-
Notifications
You must be signed in to change notification settings - Fork 166
Description
.. at least for tmpfs, I have not checked what happens with zfs.
per-builder fs structure is perfectly fine and encouraged, it's just the way it is currently done which is the problem.
The commonly executing binaries are literally megabytes in size. With compiles running in parallel this keeps busting CPU caches. This would not be happening if the underlying vnodes were the same.
Important remark about NUMA-awareness goes here. This is a factor on the official builders as well.
The core idea how to handle this is shared tmpfs mount with different jails on it, with files hardlinked.
An unsuspecting user might think nullfs would do a great job here, but that's not true due to its overhead.
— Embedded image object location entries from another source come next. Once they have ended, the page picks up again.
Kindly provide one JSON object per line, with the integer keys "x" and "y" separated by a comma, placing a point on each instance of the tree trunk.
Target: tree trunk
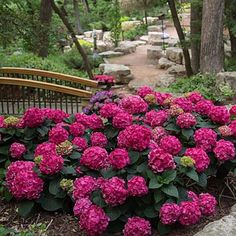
{"x": 212, "y": 46}
{"x": 195, "y": 25}
{"x": 45, "y": 22}
{"x": 181, "y": 37}
{"x": 73, "y": 36}
{"x": 77, "y": 17}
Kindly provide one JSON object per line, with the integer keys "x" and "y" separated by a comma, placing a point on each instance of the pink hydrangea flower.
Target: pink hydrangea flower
{"x": 81, "y": 205}
{"x": 83, "y": 187}
{"x": 207, "y": 204}
{"x": 190, "y": 213}
{"x": 114, "y": 191}
{"x": 50, "y": 165}
{"x": 33, "y": 117}
{"x": 137, "y": 226}
{"x": 58, "y": 135}
{"x": 144, "y": 90}
{"x": 160, "y": 161}
{"x": 133, "y": 104}
{"x": 95, "y": 158}
{"x": 204, "y": 107}
{"x": 169, "y": 213}
{"x": 224, "y": 150}
{"x": 156, "y": 118}
{"x": 119, "y": 158}
{"x": 184, "y": 103}
{"x": 98, "y": 139}
{"x": 17, "y": 150}
{"x": 202, "y": 161}
{"x": 135, "y": 137}
{"x": 219, "y": 114}
{"x": 94, "y": 221}
{"x": 55, "y": 115}
{"x": 194, "y": 97}
{"x": 77, "y": 129}
{"x": 109, "y": 110}
{"x": 186, "y": 121}
{"x": 232, "y": 111}
{"x": 137, "y": 186}
{"x": 171, "y": 144}
{"x": 81, "y": 143}
{"x": 158, "y": 133}
{"x": 205, "y": 138}
{"x": 122, "y": 120}
{"x": 22, "y": 181}
{"x": 45, "y": 149}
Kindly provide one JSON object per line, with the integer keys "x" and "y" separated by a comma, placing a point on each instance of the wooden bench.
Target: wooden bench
{"x": 21, "y": 88}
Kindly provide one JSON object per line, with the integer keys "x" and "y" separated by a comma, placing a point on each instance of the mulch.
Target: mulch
{"x": 59, "y": 224}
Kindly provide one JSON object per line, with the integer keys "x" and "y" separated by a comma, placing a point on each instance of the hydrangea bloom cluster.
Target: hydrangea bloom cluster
{"x": 205, "y": 138}
{"x": 17, "y": 150}
{"x": 156, "y": 118}
{"x": 22, "y": 181}
{"x": 83, "y": 187}
{"x": 186, "y": 121}
{"x": 133, "y": 104}
{"x": 171, "y": 144}
{"x": 114, "y": 191}
{"x": 58, "y": 135}
{"x": 160, "y": 161}
{"x": 98, "y": 139}
{"x": 136, "y": 137}
{"x": 119, "y": 158}
{"x": 137, "y": 226}
{"x": 200, "y": 157}
{"x": 224, "y": 150}
{"x": 95, "y": 158}
{"x": 137, "y": 186}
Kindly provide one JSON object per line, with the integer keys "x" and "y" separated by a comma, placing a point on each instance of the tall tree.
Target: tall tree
{"x": 45, "y": 22}
{"x": 212, "y": 46}
{"x": 195, "y": 28}
{"x": 77, "y": 17}
{"x": 73, "y": 36}
{"x": 181, "y": 36}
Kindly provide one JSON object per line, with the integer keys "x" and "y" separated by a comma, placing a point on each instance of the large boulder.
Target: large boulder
{"x": 154, "y": 53}
{"x": 164, "y": 63}
{"x": 177, "y": 70}
{"x": 226, "y": 81}
{"x": 165, "y": 81}
{"x": 109, "y": 54}
{"x": 121, "y": 73}
{"x": 175, "y": 55}
{"x": 128, "y": 25}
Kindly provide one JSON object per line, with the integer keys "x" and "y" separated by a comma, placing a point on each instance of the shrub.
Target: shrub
{"x": 137, "y": 176}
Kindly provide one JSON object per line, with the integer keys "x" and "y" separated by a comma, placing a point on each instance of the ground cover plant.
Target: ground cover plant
{"x": 129, "y": 164}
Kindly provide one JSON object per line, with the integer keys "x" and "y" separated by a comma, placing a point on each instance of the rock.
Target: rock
{"x": 109, "y": 54}
{"x": 226, "y": 80}
{"x": 226, "y": 226}
{"x": 152, "y": 20}
{"x": 156, "y": 37}
{"x": 165, "y": 81}
{"x": 126, "y": 47}
{"x": 164, "y": 63}
{"x": 175, "y": 55}
{"x": 154, "y": 53}
{"x": 88, "y": 34}
{"x": 121, "y": 73}
{"x": 177, "y": 70}
{"x": 156, "y": 28}
{"x": 128, "y": 25}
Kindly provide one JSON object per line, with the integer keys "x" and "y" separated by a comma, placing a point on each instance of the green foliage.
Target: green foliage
{"x": 133, "y": 34}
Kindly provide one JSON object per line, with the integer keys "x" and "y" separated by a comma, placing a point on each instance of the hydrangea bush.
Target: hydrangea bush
{"x": 123, "y": 166}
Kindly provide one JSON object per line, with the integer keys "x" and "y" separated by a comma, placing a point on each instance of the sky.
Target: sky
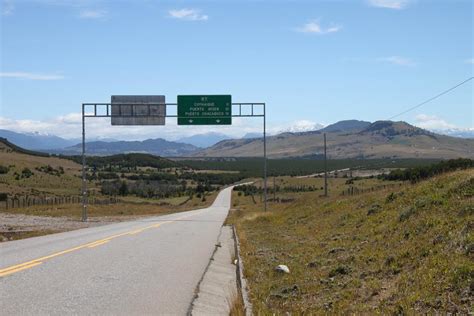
{"x": 312, "y": 62}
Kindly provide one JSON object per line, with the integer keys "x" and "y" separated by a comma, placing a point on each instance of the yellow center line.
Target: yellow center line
{"x": 35, "y": 262}
{"x": 20, "y": 269}
{"x": 98, "y": 244}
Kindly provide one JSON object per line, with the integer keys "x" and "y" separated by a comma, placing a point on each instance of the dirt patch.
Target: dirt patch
{"x": 19, "y": 226}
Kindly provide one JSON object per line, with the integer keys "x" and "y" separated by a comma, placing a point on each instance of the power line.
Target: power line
{"x": 431, "y": 99}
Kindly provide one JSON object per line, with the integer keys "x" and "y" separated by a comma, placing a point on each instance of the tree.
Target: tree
{"x": 123, "y": 190}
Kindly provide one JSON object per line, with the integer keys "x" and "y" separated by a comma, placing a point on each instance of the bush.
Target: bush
{"x": 3, "y": 197}
{"x": 4, "y": 169}
{"x": 419, "y": 173}
{"x": 26, "y": 173}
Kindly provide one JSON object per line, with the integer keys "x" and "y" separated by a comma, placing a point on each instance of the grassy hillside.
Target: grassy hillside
{"x": 404, "y": 250}
{"x": 382, "y": 139}
{"x": 28, "y": 173}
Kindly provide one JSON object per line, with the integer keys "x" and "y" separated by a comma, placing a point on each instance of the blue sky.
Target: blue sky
{"x": 310, "y": 61}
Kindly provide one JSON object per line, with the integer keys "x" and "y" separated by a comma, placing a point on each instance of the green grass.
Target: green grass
{"x": 407, "y": 252}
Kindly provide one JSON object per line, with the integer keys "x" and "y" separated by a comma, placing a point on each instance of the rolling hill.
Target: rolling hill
{"x": 381, "y": 139}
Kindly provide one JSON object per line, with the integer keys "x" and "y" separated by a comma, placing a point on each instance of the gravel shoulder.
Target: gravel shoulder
{"x": 19, "y": 226}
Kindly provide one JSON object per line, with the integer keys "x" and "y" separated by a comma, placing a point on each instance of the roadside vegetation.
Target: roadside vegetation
{"x": 405, "y": 249}
{"x": 253, "y": 167}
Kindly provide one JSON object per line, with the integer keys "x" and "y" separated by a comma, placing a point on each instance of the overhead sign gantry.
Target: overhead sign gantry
{"x": 134, "y": 110}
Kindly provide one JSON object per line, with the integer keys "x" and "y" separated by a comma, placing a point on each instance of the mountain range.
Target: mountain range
{"x": 350, "y": 139}
{"x": 346, "y": 139}
{"x": 158, "y": 146}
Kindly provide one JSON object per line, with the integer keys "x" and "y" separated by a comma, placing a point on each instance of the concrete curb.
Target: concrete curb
{"x": 218, "y": 286}
{"x": 241, "y": 281}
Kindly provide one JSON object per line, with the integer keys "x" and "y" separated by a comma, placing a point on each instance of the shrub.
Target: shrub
{"x": 26, "y": 173}
{"x": 4, "y": 169}
{"x": 407, "y": 213}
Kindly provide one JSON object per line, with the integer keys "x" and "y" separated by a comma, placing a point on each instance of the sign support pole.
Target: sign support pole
{"x": 225, "y": 120}
{"x": 265, "y": 157}
{"x": 84, "y": 180}
{"x": 325, "y": 169}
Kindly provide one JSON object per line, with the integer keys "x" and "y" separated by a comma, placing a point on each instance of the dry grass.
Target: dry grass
{"x": 120, "y": 209}
{"x": 410, "y": 252}
{"x": 236, "y": 306}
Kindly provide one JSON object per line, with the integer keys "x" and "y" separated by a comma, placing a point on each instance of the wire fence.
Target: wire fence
{"x": 28, "y": 201}
{"x": 355, "y": 190}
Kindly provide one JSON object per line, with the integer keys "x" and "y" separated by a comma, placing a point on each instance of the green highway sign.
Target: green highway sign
{"x": 204, "y": 109}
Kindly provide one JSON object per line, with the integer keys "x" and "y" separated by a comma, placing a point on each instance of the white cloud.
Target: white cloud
{"x": 315, "y": 27}
{"x": 389, "y": 4}
{"x": 93, "y": 14}
{"x": 188, "y": 14}
{"x": 70, "y": 126}
{"x": 432, "y": 122}
{"x": 31, "y": 76}
{"x": 397, "y": 60}
{"x": 7, "y": 7}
Suppose the system has 2 numa nodes (numbered 0 and 1) and builders are hanging out in /poudriere/builders
.
In that case:
cpuset -l <cpus-from-domain-0> mount -t tmpfs tmpfs /poudriere/builders/node0
cpuset -l <cpus-from-domain-0> mkdir /poudriere/builders/node0/basefs
here unpack the base system into the basefs
dir. Still ignore /usr/share
, /usr/tests
and whatever other applicable. these can be null-mounted from a machine-wide place.
cpuset -l <cpus-from-domain-0> mkdir /poudriere/builders/node0/builder0
here recreate the directory tree as seen in basefs
with mkdir of everything
now create hardlinks to all files (e.g., ln basefs/bin/sh builder0/bin/sh
)
symlinks have to be recreated as they are found in basefs (e.g., a symlink to "../crap" has to be a symlink to "../crap")
repeat for all domains and all builders.
Finally, issue +schg on all files in basefs and all directories (modulo etc and similar) in builders to prevent ports from messing with them.
I stress cpuset to maintain kernel memory locality when creating data structures to use by given builder.
Et voila, jail-private view of the filesystem with kernel-level data being shared.
In a simple test building hello world in a loop with clang I get over 6% win from doing this instead of completely separate worlds. The win would be higher if it was not for lock contention in the kernel, which I'm going to look into.
Here are memory throughput stats from pcm when issuing 54 builds in parallel.
54 separate tmpfs mounts:
|-- System Read Throughput(MB/s): 36412.07 --|
|-- System Write Throughput(MB/s): 15735.59 --|
|-- System Memory Throughput(MB/s): 52147.66 --|
Shared:
|-- System Read Throughput(MB/s): 10309.42 --|
|-- System Write Throughput(MB/s): 12702.96 --|
|-- System Memory Throughput(MB/s): 23012.38 --|
As you can see read throughput dropped over 3x, and that's while getting more work done.